The isolation question directly affects what I want to do here on turn zero. If we have neighbors, I want to found on the starting square for the plains hill hammer power towards the Great Wall. If we are alone, of course I'll want coastal access for boats, and the clam will pay off more than the plains hill hammer fairly soon.
Moving the warrior the obvious southwest didn't add any information to that. In the end, I finally decided to move. We're Financial so the coast is worthwhile. The move did give up a lot of hills, but we don't really have a lot of food to work them. And expecting to trail in tech, this will not be a big wonder game.
I think the right moves are worker first, followed by chopping the work boat. Work boat first only adds 1 unit towards building the worker; the work boat would take 12 turns and recover only 5 turns towards the worker. Let's go for the big 6-food tile sooner and the 4-food tile next. So first research to Agriculture.
3500 BC brings us our answer: We Are Not Alone. Great Wall it is. That means I do not have time to finish Bronze Working before I'll need to start the Wall, so I swapped over to Masonry now.
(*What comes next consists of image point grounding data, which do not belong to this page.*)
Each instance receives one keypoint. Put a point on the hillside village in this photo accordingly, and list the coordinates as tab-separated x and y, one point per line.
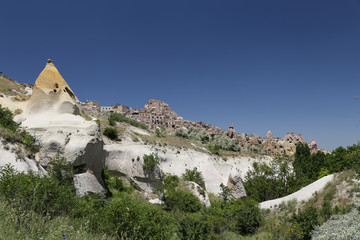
157	166
158	115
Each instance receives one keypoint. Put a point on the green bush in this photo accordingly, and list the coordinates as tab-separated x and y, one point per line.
194	176
117	117
307	220
31	192
171	182
111	133
194	227
225	192
265	182
150	162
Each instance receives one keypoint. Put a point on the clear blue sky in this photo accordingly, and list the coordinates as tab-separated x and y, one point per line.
284	66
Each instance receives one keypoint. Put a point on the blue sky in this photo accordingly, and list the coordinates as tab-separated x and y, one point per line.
280	65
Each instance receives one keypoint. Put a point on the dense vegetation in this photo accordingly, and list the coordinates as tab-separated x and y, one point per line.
46	207
277	179
123	215
117	117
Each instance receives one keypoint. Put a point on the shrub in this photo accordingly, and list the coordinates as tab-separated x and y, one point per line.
150	162
181	200
307	220
225	193
111	133
129	218
194	176
61	170
339	227
246	216
31	192
171	182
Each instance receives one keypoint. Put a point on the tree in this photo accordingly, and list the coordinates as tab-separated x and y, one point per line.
302	164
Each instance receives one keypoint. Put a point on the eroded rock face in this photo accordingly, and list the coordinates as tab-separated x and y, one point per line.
125	159
52	116
235	184
87	183
8	155
198	191
313	146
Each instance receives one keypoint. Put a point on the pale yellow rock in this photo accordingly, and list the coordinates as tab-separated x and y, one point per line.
50	78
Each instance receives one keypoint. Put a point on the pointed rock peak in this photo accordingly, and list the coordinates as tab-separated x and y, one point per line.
50	78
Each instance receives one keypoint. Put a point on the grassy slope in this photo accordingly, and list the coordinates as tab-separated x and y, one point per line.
33	226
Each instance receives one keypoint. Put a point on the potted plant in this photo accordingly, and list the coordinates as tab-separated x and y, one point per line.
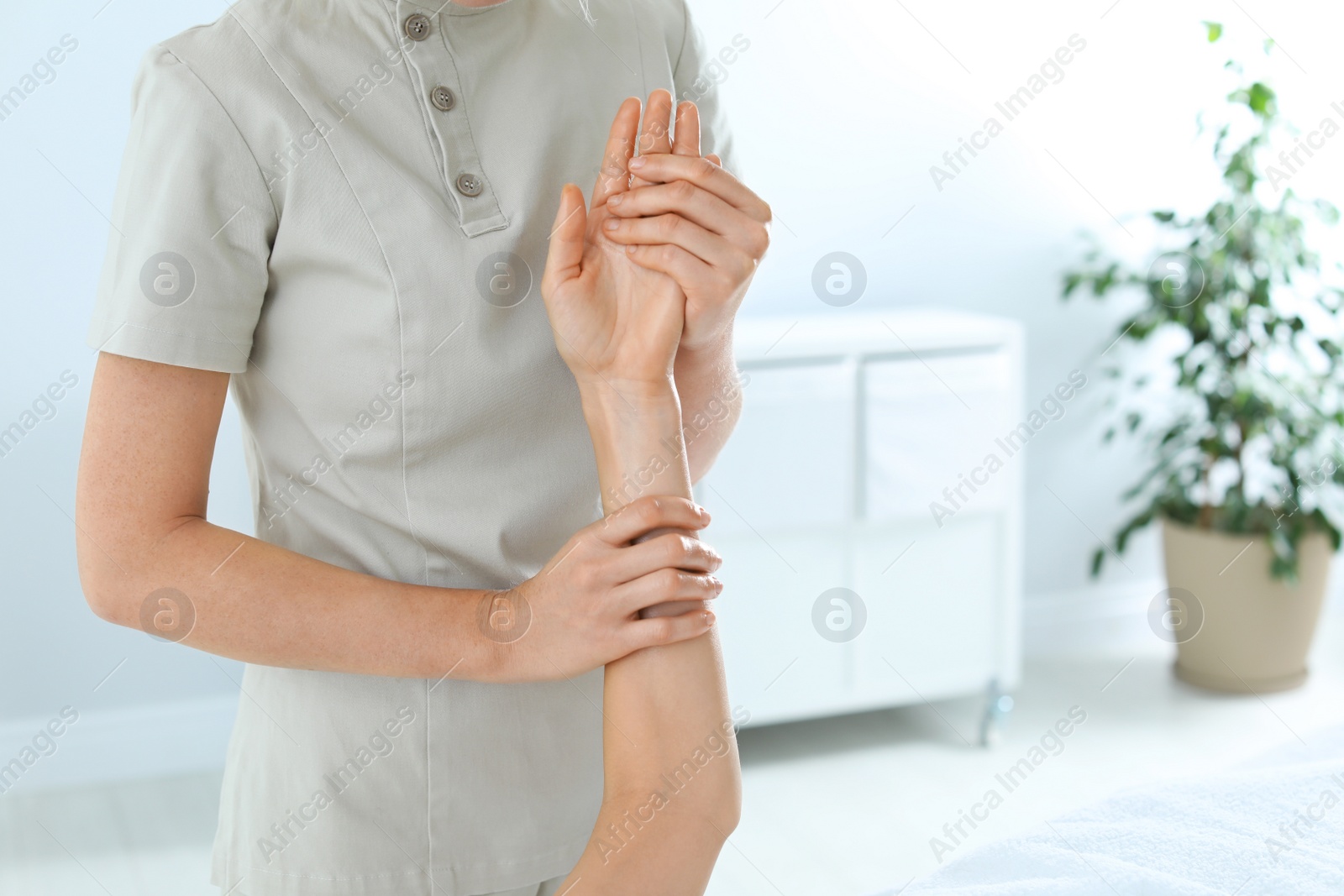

Actually it turned out that the commerce from the clams did push research fast enough that I could have done Bronze first. And the upshot of not doing so was that the worker sat idle for 3 turns after doing two hill mines until he learned how to start chopping. A minor error.
So London grew to size 5, working food and mines. I paused the Great Wall to double-whip a worker just before London would have overgrown to size 6 unhappiness.
This is interesting. Saladin's research surprisingly appeared on the scoreboard. OK, I'm planning heavy espionage, but not this soon! Thus the EP count reveals that Saladin must have at least one other contact, though I haven't been able to find him/her/it yet.
Turn 63 with 3 turns to go on the wall, a BIFAL notification startles me, but it was just Stonehenge.
Mission accomplished!
Well, this land is pretty barren. Maybe it would have been better to skip the wall and just let the barbarians have it. :) Anyway, time to build settlers. Oh hey, we are Imperialistic, I just noticed. Should have saved that worker whip for a settler instead. Actually should have simply whipped a settler instead.
Anyway, now where to put settlers. This was my first stab at a dotmap. But it has a serious problem - every single city has crap for tiles in its first ring! Fish, sheep, horses, and flood plains all need a culture expansion, which will be tough to come by. Only one spot gets a city off the ground quickly, between the sheep and horses. But that site has crap beyond the animals, just plains and coast, and screws up placing cities for the wines and flood plains and clams.
Thought about the Great Lighthouse, but too many other things were higher priority than Sailing, including Mysticism for monuments. It eventually went on T138 / 550 BC. Writing, though, was uncharacteristically low priority. I'm doing Spies for the first few GPs so no rush to a library, and without tech trading there's no rush to Alphabet.
Anyway, here's the dot map I did end up with.
In retrospect after seeing other reports, particularly darrelljs's, this was terrible strategy. Far better would have been to settle towards Saladin as quickly as possible, for which we have the perfect combination of traits, cheap settlers and economy support. Saladin won't declare war at Pleased, so we could easily have claimed the majority of the continent peacefully. But I was stupid.
The Great Wall did its job, keeping barbarians out of my borders. But that led to a pair of barb archers just sitting there in the southwest. I'd skipped Archery (between the Great Wall and horses available, didn't expect to need archers) so had to send three warriors to clear them out.
Farther north, my first warrior had finished scouting everything he could reach, surviving a good six animal attacks for Woodsman II. This is a neat map, very reminiscent of England, with London on the bay in the south and a hostile Scottish Saladish neighbor to the north.
Saladin's other friend must be on the far side of his land, where I can't reach, and we can't ask for Open Borders even if one of us had Writing (and he's currently stuck on Iron Working.) Solution - whip a Work Boat out of Nottingham to go sail over for the contact! Yes, sometimes it is correct to whip things even before the granary. That work boat eventually met Sitting Bull.
London built five settlers total, then switched to workers. It was difficult, but I stayed my hand on whipping the city. With five strong tiles all being worked, an anger penalty for the whip would be quite harsh.
Had to research Writing just to give the cities something to build. I had been planning to backfill by stealing techs - but can you see the problem with trying to steal Writing?
Saladin's Hinduism spread to me, and I definitely converted right away. T142 brought my Great Spy who settled in London of course.
Yeah, we're going to be playing from behind.